Thursday, 20 December 2018

The Perfect Comeback.

I have a very bad habit of going over unfortunate events in my mind after they have happened. And I often find that the perfect response will occur to me long after the time to have made it has passed. As happened yesterday.

I have a car where the hatchback is moved up and down by a push button, rather than having to be lifted or lowered by hand. As I was opening it in the grocery store parking lot yesterday, an elderly and somewhat untidy man was walking by.

 "Wouldn't you like it if your husband had a button like that?" he said, jovially.

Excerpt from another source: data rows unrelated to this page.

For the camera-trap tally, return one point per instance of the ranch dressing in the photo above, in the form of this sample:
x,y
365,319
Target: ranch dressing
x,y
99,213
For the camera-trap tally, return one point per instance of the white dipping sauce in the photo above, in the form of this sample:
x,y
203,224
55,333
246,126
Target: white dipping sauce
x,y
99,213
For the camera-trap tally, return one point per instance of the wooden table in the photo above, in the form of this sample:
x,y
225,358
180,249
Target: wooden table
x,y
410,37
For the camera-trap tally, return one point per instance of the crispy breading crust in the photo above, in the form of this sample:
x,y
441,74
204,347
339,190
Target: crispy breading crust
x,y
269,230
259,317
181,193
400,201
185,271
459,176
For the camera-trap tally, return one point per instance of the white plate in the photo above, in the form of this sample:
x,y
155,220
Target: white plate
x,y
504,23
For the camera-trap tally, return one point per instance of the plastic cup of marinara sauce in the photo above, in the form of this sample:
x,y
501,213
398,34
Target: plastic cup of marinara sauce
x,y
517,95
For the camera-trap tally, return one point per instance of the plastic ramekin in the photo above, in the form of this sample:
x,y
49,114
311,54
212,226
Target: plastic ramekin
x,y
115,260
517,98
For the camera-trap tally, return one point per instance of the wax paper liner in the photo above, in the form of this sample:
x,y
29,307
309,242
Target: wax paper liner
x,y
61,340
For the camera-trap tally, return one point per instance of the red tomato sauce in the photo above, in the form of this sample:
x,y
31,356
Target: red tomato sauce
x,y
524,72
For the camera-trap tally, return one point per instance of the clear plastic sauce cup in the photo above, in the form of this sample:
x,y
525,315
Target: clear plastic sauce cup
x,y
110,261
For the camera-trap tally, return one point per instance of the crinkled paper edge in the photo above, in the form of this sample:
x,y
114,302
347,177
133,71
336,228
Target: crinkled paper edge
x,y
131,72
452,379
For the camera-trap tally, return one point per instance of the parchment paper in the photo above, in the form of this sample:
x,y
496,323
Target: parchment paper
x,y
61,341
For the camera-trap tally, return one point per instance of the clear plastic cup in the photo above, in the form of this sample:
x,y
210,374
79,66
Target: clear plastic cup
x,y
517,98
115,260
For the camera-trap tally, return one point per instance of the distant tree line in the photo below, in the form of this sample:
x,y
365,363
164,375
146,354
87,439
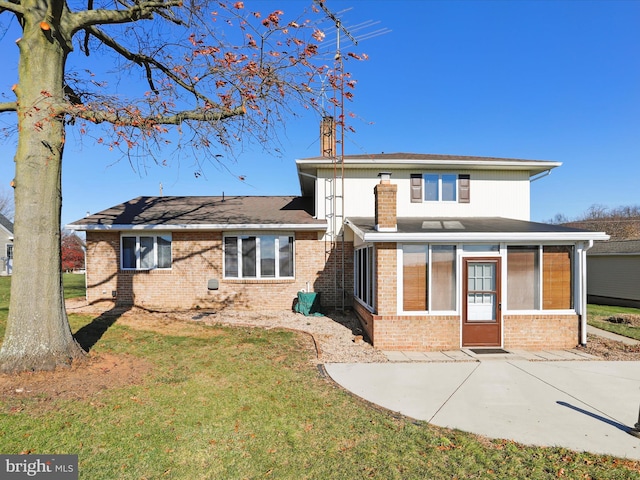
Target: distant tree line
x,y
621,223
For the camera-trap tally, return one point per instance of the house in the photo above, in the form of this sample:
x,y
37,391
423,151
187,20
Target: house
x,y
614,273
431,251
6,245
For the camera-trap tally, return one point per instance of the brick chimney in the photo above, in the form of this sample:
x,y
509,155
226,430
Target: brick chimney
x,y
385,193
328,137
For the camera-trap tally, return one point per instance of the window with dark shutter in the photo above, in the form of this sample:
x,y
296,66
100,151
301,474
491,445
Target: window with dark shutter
x,y
464,188
416,188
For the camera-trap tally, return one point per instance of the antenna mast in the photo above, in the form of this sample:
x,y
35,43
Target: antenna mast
x,y
335,195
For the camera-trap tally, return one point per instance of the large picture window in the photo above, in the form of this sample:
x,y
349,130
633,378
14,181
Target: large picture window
x,y
419,277
540,277
258,256
145,252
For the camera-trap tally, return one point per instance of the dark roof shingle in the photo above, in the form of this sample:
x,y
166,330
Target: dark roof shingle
x,y
202,211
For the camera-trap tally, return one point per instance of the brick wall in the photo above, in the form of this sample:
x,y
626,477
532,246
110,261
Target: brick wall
x,y
541,332
386,295
421,333
385,206
197,257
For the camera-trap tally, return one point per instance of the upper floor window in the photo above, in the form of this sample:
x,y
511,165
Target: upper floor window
x,y
145,252
258,256
440,187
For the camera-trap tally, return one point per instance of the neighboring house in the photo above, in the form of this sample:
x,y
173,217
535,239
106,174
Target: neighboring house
x,y
6,246
614,273
438,253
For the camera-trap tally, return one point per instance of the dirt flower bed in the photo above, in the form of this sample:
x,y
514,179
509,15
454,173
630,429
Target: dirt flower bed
x,y
610,350
625,318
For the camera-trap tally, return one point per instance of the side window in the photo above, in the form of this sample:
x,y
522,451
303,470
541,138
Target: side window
x,y
258,256
145,252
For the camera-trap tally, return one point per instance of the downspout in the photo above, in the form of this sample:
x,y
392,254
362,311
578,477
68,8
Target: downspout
x,y
583,294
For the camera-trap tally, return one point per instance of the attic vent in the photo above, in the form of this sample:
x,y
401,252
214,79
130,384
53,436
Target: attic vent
x,y
453,225
438,225
431,225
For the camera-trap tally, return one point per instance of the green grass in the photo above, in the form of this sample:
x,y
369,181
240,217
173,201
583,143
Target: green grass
x,y
247,403
597,315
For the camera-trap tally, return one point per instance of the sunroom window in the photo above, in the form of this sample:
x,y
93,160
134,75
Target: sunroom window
x,y
258,256
145,252
428,270
540,277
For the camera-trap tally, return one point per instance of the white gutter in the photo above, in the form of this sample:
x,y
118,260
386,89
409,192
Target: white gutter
x,y
213,226
539,176
435,163
453,236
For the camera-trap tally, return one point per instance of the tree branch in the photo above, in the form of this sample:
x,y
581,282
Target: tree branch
x,y
9,107
11,7
120,118
142,10
147,63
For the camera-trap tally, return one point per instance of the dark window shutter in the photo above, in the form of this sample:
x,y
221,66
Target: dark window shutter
x,y
464,188
416,188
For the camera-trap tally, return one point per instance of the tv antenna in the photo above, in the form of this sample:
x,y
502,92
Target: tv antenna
x,y
334,187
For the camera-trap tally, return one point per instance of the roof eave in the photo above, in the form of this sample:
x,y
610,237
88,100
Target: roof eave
x,y
223,226
533,166
456,237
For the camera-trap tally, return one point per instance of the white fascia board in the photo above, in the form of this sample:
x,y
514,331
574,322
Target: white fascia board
x,y
400,163
479,237
222,226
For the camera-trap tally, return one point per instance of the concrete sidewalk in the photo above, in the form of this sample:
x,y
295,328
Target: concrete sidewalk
x,y
581,405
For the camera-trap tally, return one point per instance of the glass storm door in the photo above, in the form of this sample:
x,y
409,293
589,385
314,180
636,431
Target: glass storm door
x,y
482,317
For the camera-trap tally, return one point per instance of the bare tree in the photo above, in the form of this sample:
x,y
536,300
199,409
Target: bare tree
x,y
6,204
214,74
622,223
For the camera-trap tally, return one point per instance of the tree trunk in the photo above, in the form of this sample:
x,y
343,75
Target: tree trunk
x,y
38,335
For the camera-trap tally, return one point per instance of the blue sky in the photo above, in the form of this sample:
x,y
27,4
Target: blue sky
x,y
545,80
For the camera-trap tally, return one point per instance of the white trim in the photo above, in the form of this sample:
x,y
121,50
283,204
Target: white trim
x,y
534,166
212,226
458,237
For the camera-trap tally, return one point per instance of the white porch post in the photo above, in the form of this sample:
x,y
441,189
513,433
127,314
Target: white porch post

I was rendered speechless. There is nothing, NOTHING, about me that ought to render me vulnerable to even mild misogynist jokes. I am an old and somewhat untidy lady. wearing a shapeless coat and with short white hair. What is with the 'all women want sex' message to someone like me? I just stared at the poor idiot and he trotted on, chuckling.

About half way home (half an hour drive), it came to me. What I should have said.

"This  button also shuts it up. If you have a similar button, allow me to use it."

Oh well.


  1. Sigh. Men. Here in the US, I find myself particularly annoyed with all of them at present, just On Principle.

    They are lately empowered--they think--to say anything at all to anyone, especially women. I simply say, loudly, to all of them, "Why are you talking to me!?" It usually frightens them into shutting up and scurrying away.